# What's the best way to fix a bent brake lever?



## mothahucker (Feb 6, 2006)

Yesterday I did a full-on over-the-bars scorpion faceplant in a nasty rock garden at keystone and put a slight bend in my left lever on my avid juicy fives. Whats the best way to straighten them? Should I just have at it with a vice grip or should I heat it up first or what?


----------



## XSL_WiLL (Nov 2, 2004)

Replace them. The levers did their job and bent. Bending it back can stretch and fatigue the metal. You don't want that stuff to snap on you.


----------



## hamachi (May 9, 2006)

yeah, i would recommend getting a new one as well...


----------



## moshelove (Jun 8, 2005)

I bent my shimano deore hydro level falling off of a 6 foot cliff on the side of a trail, it was bent about 25 degrees. Substantially to where I wouldn't be able to really work it. I bent it back with my hand. That was almost a year ago. Still no problems. I am not going to replace it. It will not break in my hands, only on a crash. If I crash, I am already in trouble. I will replace it then. Your call.


----------



## Guest (Jun 21, 2006)

moshelove said:


> I bent my shimano deore hydro level falling off of a 6 foot cliff on the side of a trail, it was bent about 25 degrees. Substantially to where I wouldn't be able to really work it. I bent it back with my hand. That was almost a year ago. Still no problems. I am not going to replace it. It will not break in my hands, only on a crash. If I crash, I am already in trouble. I will replace it then. Your call.
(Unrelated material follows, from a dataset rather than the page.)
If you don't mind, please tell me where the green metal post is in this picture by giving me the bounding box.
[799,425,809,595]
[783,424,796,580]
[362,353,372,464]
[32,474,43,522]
Exactly, bend it back best you can, heat helps....Taking it off the lever body is a good idea
If it doesnt bend from the pressure of a super hard squeez after bend back, then it shouldnt during riding, unless you crash... then replace it anyway

Happens on the MX bike for me all the time....

like said above, your call


----------



## carl0s (Nov 1, 2005)

bent my lever in practice for a race. got the old lighter out, heated the lever at the bend and bent it back. wasn't perfect but good enough to race on and ride for the next 3 months with.


----------



## kristian (Jan 20, 2004)

*The best way to bend them straight*

If you're on the trail and need to bend it back straight, take your seat post off, stick the bent lever in the hollow of your seat post and use the leverage (length) of the post to bend it back straight. It is a lot easier to fine tune the bend with the seat post. Work slowly and take extra care not to bend it back TOO far so you've got to bend it back the other way to get it straight again because that will cause extra fatigue.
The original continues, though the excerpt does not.